In the First Reading, Isaiah picks up this theme, encouraging us to seek our gracious God while he may be found, to call on God while he is near. We need God’s mercy and we are in great need of God’s forgiveness. God is near. Let us not take this closeness for granted but cry out to him, now.
While this life continues, God will continue to come to us and to invite us into the vineyard, whether it be early morning, noon, or just an hour away from nightfall. But, as Jesus reminds us in the Gospel, the time will come when it is too late.
Furthermore, why would we want to spend much of the day living a half-life or a double-life? Why not live to the full in communion with this loving and life-giving God? Why not follow Paul’s advice in the Second Reading and ‘live your life in a manner worthy of the Gospel of Christ’?

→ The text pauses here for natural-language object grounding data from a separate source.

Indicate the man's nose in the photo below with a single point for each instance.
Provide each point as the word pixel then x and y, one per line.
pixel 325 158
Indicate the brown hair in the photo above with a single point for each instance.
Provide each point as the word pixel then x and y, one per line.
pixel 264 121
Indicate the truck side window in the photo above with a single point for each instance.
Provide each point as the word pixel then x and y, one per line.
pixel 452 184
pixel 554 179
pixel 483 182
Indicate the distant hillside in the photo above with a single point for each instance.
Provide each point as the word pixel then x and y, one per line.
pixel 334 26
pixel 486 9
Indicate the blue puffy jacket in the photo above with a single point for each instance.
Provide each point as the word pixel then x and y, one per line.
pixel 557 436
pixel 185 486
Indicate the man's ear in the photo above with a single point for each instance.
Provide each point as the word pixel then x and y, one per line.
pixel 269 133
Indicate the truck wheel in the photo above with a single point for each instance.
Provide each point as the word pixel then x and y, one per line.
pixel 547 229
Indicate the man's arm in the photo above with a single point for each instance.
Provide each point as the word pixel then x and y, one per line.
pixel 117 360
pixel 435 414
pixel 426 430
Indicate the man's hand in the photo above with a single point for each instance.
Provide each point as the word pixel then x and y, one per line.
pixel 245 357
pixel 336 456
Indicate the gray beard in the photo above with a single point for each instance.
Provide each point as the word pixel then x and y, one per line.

We can call on God anywhere and at any time. When we are genuinely sorry for the wrong we have done and are genuinely resolved to listen to God’s Spirit and to respond to the grace God is offering us to alter our lives, God’s heart is ever ready to forgive.
As we read in the Catholic Catechism: ‘Interior repentance is a radical reorientation of our whole life, a return, a conversion to God with all our heart, an end of sin, a turning away from evil, with repugnance toward the evil actions we have committed. At the same time it entails the desire and resolution to change one’s life, with hope in God’s mercy and trust in the help of his grace’(n.1431).